All pretense ended Monday night, when President Barack Obama became Commander-in-Chief at a time of war. He has never been reluctant to kill terrorists with unmanned drones, but now the United States military is bombing ISIS targets inside Syria. The president has authorized strikes by fighter planes, bombers, and Tomahawk missiles, the same weapons brandished by President Bush a decade ago.
This is obviously not what Barack Obama envisioned when he called for a "fundamental transformation" of America, nor when he was awarded the Nobel Peace Prize after less than a year in office. But at least Mr. Obama was realistic at that ceremony in Norway, saying military force can be "justified on humanitarian grounds."
This is one of those instances where even committed peaceniks can recognize the inhumanity of our foes. ISIS has managed to turn Jimmy Carter into a hawk, such is the wickedness of their goals and means. And, miracle of miracles, ISIS even united Congress, if only momentarily. Both the House and Senate passed a measure to arm and train Syrian rebels in their fight against ISIS.

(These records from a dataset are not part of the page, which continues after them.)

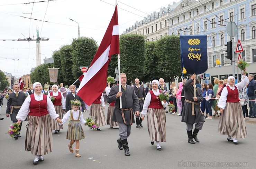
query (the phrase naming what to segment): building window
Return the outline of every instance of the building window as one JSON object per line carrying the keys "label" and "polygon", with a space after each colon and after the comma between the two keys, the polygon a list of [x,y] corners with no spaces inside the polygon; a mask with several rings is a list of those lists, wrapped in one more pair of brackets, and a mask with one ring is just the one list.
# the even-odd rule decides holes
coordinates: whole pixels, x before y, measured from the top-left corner
{"label": "building window", "polygon": [[229,21],[233,22],[234,21],[234,12],[232,12],[229,13]]}
{"label": "building window", "polygon": [[244,41],[245,40],[245,30],[242,29],[241,31],[241,40]]}
{"label": "building window", "polygon": [[221,45],[224,44],[224,35],[223,34],[220,36],[220,44]]}
{"label": "building window", "polygon": [[212,28],[215,28],[215,18],[212,19]]}
{"label": "building window", "polygon": [[245,18],[245,9],[243,8],[240,9],[240,19],[243,19]]}
{"label": "building window", "polygon": [[256,15],[256,4],[254,4],[252,6],[252,16]]}
{"label": "building window", "polygon": [[256,31],[256,29],[255,29],[255,27],[253,27],[253,29],[252,29],[252,39],[255,39],[255,35],[256,35],[255,34],[255,31]]}
{"label": "building window", "polygon": [[207,30],[207,21],[205,21],[204,23],[204,30]]}

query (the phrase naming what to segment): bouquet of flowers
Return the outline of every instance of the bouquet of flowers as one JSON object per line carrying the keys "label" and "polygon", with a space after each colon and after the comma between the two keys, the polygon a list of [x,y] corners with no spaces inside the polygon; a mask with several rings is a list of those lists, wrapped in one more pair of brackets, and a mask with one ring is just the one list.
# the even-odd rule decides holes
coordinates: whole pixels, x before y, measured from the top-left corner
{"label": "bouquet of flowers", "polygon": [[9,130],[8,130],[8,134],[12,138],[13,138],[14,135],[18,134],[20,133],[19,129],[20,128],[19,127],[19,125],[17,123],[14,123],[13,125],[11,125],[9,127]]}
{"label": "bouquet of flowers", "polygon": [[50,96],[50,99],[51,99],[51,101],[52,101],[52,102],[53,102],[53,101],[55,100],[55,98],[53,97],[53,96]]}
{"label": "bouquet of flowers", "polygon": [[158,96],[158,98],[160,99],[161,101],[162,101],[164,100],[169,100],[169,93],[166,90],[164,90],[162,91],[160,90],[159,91],[160,94]]}
{"label": "bouquet of flowers", "polygon": [[[243,60],[243,59],[240,59],[238,61],[238,62],[237,63],[237,66],[240,68],[241,71],[243,70],[245,70],[245,69],[246,67],[248,67],[250,66],[250,64],[246,63],[246,62]],[[247,74],[248,72],[246,71],[245,71],[245,73]]]}
{"label": "bouquet of flowers", "polygon": [[169,107],[169,111],[171,112],[174,109],[174,105],[172,104],[170,104],[168,106]]}
{"label": "bouquet of flowers", "polygon": [[99,125],[95,122],[95,118],[91,116],[89,116],[88,119],[86,119],[86,122],[84,125],[94,130],[99,128]]}

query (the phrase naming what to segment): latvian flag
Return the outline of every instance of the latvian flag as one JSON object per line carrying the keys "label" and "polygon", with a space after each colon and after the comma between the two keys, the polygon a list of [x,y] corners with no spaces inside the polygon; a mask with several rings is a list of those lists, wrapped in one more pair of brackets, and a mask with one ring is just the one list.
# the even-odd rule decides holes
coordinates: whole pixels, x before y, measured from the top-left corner
{"label": "latvian flag", "polygon": [[111,56],[119,54],[117,6],[101,43],[86,73],[80,78],[77,94],[90,106],[107,86],[108,66]]}

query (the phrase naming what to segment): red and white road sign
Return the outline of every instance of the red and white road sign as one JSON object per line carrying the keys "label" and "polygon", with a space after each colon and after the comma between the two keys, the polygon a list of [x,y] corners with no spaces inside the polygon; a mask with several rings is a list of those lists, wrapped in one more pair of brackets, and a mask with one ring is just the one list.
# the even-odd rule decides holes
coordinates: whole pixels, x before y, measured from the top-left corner
{"label": "red and white road sign", "polygon": [[238,41],[237,41],[237,44],[236,46],[236,53],[238,53],[244,51],[244,49],[242,46],[242,43],[241,43],[240,40],[238,39]]}
{"label": "red and white road sign", "polygon": [[86,72],[87,71],[87,69],[86,69],[86,67],[83,67],[82,68],[81,70],[82,71],[82,72],[83,73],[84,73],[85,72]]}

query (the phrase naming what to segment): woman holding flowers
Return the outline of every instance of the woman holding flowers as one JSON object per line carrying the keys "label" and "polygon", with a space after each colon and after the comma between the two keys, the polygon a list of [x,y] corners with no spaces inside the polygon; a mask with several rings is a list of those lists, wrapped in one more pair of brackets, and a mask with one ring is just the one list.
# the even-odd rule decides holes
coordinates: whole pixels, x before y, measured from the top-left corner
{"label": "woman holding flowers", "polygon": [[[64,97],[62,94],[59,91],[58,91],[58,86],[56,84],[53,85],[53,92],[48,94],[48,96],[55,98],[53,100],[53,103],[54,105],[54,108],[56,113],[60,115],[60,118],[62,119],[63,117],[63,113],[65,112],[66,108],[66,103]],[[57,120],[52,120],[52,125],[53,127],[53,130],[54,131],[54,134],[57,134],[58,132],[60,132],[60,130],[63,129],[63,125],[60,125]]]}
{"label": "woman holding flowers", "polygon": [[84,125],[86,121],[84,120],[83,113],[79,110],[79,107],[82,105],[81,102],[78,100],[74,99],[71,100],[71,102],[72,109],[68,110],[63,118],[61,120],[59,119],[58,121],[61,125],[62,125],[69,121],[66,137],[67,139],[71,140],[68,145],[68,149],[71,152],[74,152],[72,145],[75,142],[75,156],[80,157],[81,156],[78,153],[80,145],[79,140],[85,138],[81,125]]}
{"label": "woman holding flowers", "polygon": [[27,97],[16,118],[18,120],[17,123],[20,124],[27,116],[25,150],[31,151],[35,156],[33,163],[35,165],[38,161],[44,161],[43,155],[52,152],[53,137],[51,119],[57,119],[59,115],[56,113],[50,98],[42,94],[41,83],[36,82],[33,87],[35,92]]}
{"label": "woman holding flowers", "polygon": [[150,90],[145,98],[143,109],[141,112],[143,120],[147,116],[148,129],[151,140],[151,144],[156,142],[157,150],[162,150],[159,142],[166,142],[165,135],[165,113],[163,105],[167,106],[165,100],[161,101],[159,90],[158,89],[159,82],[154,80],[152,82],[152,90]]}
{"label": "woman holding flowers", "polygon": [[235,78],[230,76],[228,83],[222,91],[218,104],[222,115],[219,123],[218,132],[228,135],[228,141],[238,143],[237,138],[247,136],[243,110],[239,103],[238,91],[249,83],[248,78],[243,71],[241,82],[235,84]]}

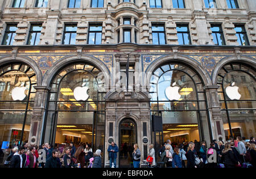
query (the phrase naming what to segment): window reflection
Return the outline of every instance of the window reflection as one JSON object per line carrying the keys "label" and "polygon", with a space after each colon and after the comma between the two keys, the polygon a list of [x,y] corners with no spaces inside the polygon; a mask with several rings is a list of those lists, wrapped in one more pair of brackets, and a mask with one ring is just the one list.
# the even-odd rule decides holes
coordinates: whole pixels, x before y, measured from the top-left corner
{"label": "window reflection", "polygon": [[[179,144],[203,135],[210,140],[203,83],[197,73],[181,64],[164,64],[153,73],[150,85],[151,114],[163,117],[164,140],[171,138]],[[200,131],[199,125],[206,127]]]}
{"label": "window reflection", "polygon": [[0,147],[4,161],[15,140],[22,144],[28,139],[36,76],[30,67],[22,63],[6,65],[0,71]]}
{"label": "window reflection", "polygon": [[237,136],[249,139],[256,134],[255,73],[252,67],[232,63],[220,71],[218,84],[222,90],[218,96],[226,139]]}

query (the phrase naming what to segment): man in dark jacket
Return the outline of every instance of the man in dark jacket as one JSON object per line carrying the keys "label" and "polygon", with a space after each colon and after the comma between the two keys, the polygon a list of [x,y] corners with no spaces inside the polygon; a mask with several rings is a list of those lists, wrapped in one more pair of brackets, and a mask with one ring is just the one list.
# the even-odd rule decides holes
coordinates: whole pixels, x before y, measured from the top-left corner
{"label": "man in dark jacket", "polygon": [[53,150],[52,156],[46,160],[44,168],[58,168],[57,157],[58,157],[58,151]]}
{"label": "man in dark jacket", "polygon": [[25,151],[25,148],[20,147],[18,152],[13,155],[11,159],[11,164],[10,168],[23,168],[23,158],[22,155]]}
{"label": "man in dark jacket", "polygon": [[114,163],[114,168],[117,167],[117,157],[118,152],[118,147],[117,144],[112,142],[111,145],[109,145],[108,149],[109,154],[109,167],[112,167],[112,163]]}

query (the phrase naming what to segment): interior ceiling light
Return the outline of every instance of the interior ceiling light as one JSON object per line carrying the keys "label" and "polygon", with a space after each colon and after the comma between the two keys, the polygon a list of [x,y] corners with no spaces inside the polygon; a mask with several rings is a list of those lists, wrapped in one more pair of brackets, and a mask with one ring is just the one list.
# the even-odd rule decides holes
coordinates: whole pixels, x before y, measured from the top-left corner
{"label": "interior ceiling light", "polygon": [[[88,100],[89,101],[92,101],[92,99],[89,99]],[[89,103],[90,103],[90,105],[92,106],[92,107],[93,108],[93,109],[94,109],[95,110],[97,110],[97,105],[95,104],[93,102],[89,102]]]}
{"label": "interior ceiling light", "polygon": [[65,131],[84,131],[85,129],[61,129],[61,130]]}
{"label": "interior ceiling light", "polygon": [[167,130],[191,130],[191,129],[168,129]]}
{"label": "interior ceiling light", "polygon": [[64,96],[74,96],[72,90],[69,88],[62,88],[60,92]]}
{"label": "interior ceiling light", "polygon": [[[69,100],[71,101],[76,101],[76,100],[75,99],[70,99]],[[73,103],[74,103],[77,106],[82,106],[78,102],[73,102]]]}
{"label": "interior ceiling light", "polygon": [[57,127],[65,128],[65,127],[77,127],[76,126],[61,126],[61,125],[60,125],[60,126],[57,126]]}
{"label": "interior ceiling light", "polygon": [[192,88],[183,88],[180,91],[180,95],[187,96],[193,92]]}

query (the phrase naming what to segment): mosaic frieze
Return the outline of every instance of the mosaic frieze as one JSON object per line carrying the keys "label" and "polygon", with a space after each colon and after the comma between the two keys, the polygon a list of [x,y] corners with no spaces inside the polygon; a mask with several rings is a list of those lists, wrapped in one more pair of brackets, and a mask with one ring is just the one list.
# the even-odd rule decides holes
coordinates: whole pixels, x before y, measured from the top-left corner
{"label": "mosaic frieze", "polygon": [[49,70],[56,61],[63,58],[64,56],[28,56],[35,61],[38,65],[43,75]]}
{"label": "mosaic frieze", "polygon": [[157,55],[142,55],[142,71],[144,71],[155,60],[164,56],[163,54]]}

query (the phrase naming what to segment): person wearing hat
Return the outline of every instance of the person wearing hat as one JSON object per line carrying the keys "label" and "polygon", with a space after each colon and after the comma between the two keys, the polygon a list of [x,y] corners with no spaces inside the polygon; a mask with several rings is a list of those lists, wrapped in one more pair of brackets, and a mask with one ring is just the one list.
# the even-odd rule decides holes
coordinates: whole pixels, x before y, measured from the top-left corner
{"label": "person wearing hat", "polygon": [[117,152],[118,152],[118,147],[114,143],[114,142],[111,143],[111,145],[109,145],[108,148],[108,152],[109,154],[109,167],[112,167],[112,164],[114,164],[114,167],[117,167]]}

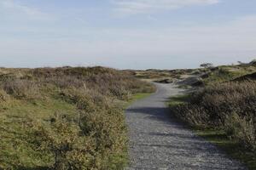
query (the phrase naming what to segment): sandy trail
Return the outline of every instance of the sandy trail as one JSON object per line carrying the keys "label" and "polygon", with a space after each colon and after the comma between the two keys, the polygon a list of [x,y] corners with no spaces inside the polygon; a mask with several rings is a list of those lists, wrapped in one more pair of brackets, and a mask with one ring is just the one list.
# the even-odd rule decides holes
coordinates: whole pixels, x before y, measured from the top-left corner
{"label": "sandy trail", "polygon": [[156,87],[155,94],[126,110],[131,159],[127,169],[245,169],[170,118],[166,102],[181,89],[173,84]]}

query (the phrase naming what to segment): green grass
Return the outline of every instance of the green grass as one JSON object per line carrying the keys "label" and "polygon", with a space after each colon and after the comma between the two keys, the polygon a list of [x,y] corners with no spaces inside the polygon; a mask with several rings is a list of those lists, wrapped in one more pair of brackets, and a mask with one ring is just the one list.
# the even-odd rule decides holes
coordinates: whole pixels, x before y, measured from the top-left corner
{"label": "green grass", "polygon": [[172,107],[172,106],[183,104],[184,102],[188,101],[189,96],[189,94],[188,94],[172,96],[170,98],[169,101],[167,102],[167,105]]}
{"label": "green grass", "polygon": [[243,162],[248,169],[256,169],[256,154],[245,150],[238,141],[228,138],[224,132],[216,129],[194,129],[194,132],[217,145],[232,158]]}
{"label": "green grass", "polygon": [[1,105],[0,110],[0,169],[9,166],[24,169],[51,165],[53,156],[35,150],[27,139],[29,129],[24,124],[32,118],[42,121],[57,113],[74,116],[78,111],[75,105],[54,98],[37,102],[12,99]]}
{"label": "green grass", "polygon": [[[189,94],[181,94],[172,97],[167,102],[167,105],[172,109],[172,107],[187,102],[188,97]],[[256,169],[256,153],[247,151],[241,147],[239,141],[230,139],[224,131],[212,128],[198,128],[195,127],[188,127],[188,128],[190,128],[198,136],[201,136],[210,143],[217,145],[230,157],[244,163],[248,169]]]}

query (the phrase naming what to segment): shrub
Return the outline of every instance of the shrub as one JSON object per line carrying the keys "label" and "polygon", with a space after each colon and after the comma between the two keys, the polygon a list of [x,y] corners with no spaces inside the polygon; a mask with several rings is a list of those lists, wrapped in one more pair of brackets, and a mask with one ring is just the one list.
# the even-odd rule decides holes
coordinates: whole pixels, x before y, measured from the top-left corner
{"label": "shrub", "polygon": [[[23,156],[19,155],[15,161],[1,160],[3,165],[10,164],[8,167],[21,169],[38,166],[47,169],[122,169],[126,160],[127,139],[123,108],[119,105],[123,102],[119,100],[129,99],[132,94],[153,92],[154,86],[133,77],[132,72],[103,67],[9,71],[14,75],[19,71],[20,76],[0,80],[0,102],[9,96],[21,104],[18,116],[14,114],[14,117],[18,117],[15,119],[17,122],[12,119],[9,122],[16,127],[20,126],[20,120],[27,122],[26,130],[20,129],[26,134],[26,138],[15,136],[14,139],[19,139],[18,148],[22,144],[23,150],[29,150],[26,156],[32,163],[26,163],[20,159]],[[72,115],[53,116],[52,113],[58,111],[60,106],[49,110],[49,102],[60,100],[61,107],[72,105]],[[47,116],[35,116],[38,120],[32,119],[30,123],[27,117],[20,116],[20,108],[22,115],[26,115],[24,109],[35,116],[41,108],[51,113],[44,112]],[[13,113],[9,114],[6,117],[12,117]],[[31,161],[35,155],[37,162]],[[43,159],[44,156],[47,156]]]}
{"label": "shrub", "polygon": [[224,129],[247,148],[256,147],[256,82],[213,84],[174,106],[175,116],[190,126]]}

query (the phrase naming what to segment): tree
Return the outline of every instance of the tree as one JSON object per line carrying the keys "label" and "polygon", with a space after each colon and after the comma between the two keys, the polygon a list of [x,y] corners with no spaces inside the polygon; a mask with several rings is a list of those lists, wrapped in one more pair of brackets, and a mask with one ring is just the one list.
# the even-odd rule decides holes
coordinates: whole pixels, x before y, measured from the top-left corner
{"label": "tree", "polygon": [[203,67],[203,68],[212,68],[213,67],[213,64],[212,63],[203,63],[200,65],[201,67]]}

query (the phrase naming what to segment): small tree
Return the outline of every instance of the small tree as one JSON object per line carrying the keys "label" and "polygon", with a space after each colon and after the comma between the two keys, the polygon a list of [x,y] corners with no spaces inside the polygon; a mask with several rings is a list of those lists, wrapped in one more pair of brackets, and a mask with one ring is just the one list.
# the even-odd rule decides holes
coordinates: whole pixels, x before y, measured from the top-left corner
{"label": "small tree", "polygon": [[212,63],[203,63],[200,65],[201,67],[203,67],[203,68],[212,68],[213,67],[213,64]]}

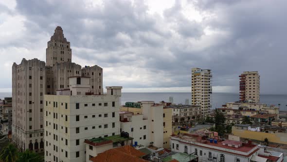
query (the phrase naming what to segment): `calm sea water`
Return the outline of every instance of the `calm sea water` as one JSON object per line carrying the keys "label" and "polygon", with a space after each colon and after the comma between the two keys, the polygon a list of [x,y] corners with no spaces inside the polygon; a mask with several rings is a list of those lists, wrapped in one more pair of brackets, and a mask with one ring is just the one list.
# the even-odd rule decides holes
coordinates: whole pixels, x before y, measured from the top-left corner
{"label": "calm sea water", "polygon": [[[0,99],[5,97],[11,97],[11,93],[0,93]],[[190,93],[123,93],[121,102],[136,102],[142,101],[153,101],[158,102],[161,101],[168,101],[169,97],[173,97],[175,103],[184,104],[185,99],[188,99],[191,103],[191,94]],[[239,96],[237,94],[227,93],[214,93],[212,95],[211,102],[213,108],[220,107],[227,102],[232,102],[239,100]],[[260,95],[260,102],[268,104],[280,104],[280,109],[287,110],[287,95]]]}

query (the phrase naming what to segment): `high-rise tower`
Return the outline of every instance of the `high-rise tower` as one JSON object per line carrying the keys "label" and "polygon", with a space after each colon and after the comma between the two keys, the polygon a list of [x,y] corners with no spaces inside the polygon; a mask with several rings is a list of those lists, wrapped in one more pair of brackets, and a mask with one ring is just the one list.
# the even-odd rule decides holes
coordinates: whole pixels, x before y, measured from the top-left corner
{"label": "high-rise tower", "polygon": [[258,71],[244,71],[239,76],[240,100],[259,103],[260,101],[260,76]]}
{"label": "high-rise tower", "polygon": [[48,66],[54,67],[56,63],[72,62],[72,49],[70,42],[64,37],[63,29],[57,26],[54,34],[48,42],[46,49],[46,63]]}
{"label": "high-rise tower", "polygon": [[200,105],[203,118],[209,113],[212,93],[211,70],[193,68],[191,70],[191,104]]}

So now what, with America once again lobbing missiles at targets in the Middle East? We should all hope that President Obama is treated with more deference and afforded more latitude than his predecessor. A decade ago, some far-left Democrats called for President Bush to be impeached or tried for war crimes, while loony websites ran wild with Bush-hatred. Many in the mainstream media echoed the anti-Bush derangement, albeit a bit more politely.
The media will be more compliant with President Obama, and the opposition party will also be wise to exercise some restraint. Republican Senator Mark Kirk of Illinois put it this way: "Once Americans engage against the forces of evil, we should be pro-American." Even Rand Paul, the most fervent anti-war Republican in the Senate, said on Tuesday that he "supports military action against ISIS." Senator Paul simply wants the President to get the official imprimatur of Congress, not an unreasonable suggestion.
The truth remains that many Republicans loathe President Obama; the House has even voted to sue the President. More than a few independents, and even some Democrats, are also disenchanted. Mr. Obama oversaw a health care monstrosity, his administration has abused its power time and again, and his stewardship of the economy has been woefully inadequate. The President seems to care far more about "social justice" and "climate change" than securing our borders and protecting the homeland. But all those complaints, valid though they may be, are temporarily on the back burner.
It's also valid to criticize President Obama for waiting too long to confront ISIS; intelligence sources tell The Factor that the administration knew about the dire threat a year ago! President Obama now seems to believe that ISIS can be defeated without sending ground troops to Syria and Iraq. Military analysts disagree, almost unanimously. But whichever argument proves correct, we are now united in our desire for success.
Back in 1947, when a World War was over and a Cold War just beginning, Republican Senator Arthur Vandenberg famously declared that "partisan politics stops at the water's edge." Politicians from both parties have sometimes ignored that sage advice, most notoriously a decade ago when President Bush went to war in Iraq. But whatever mistakes were made in the past, Vandenberg's adage bears repeating. We are engaged in a war with a savage enemy, a war that must be won.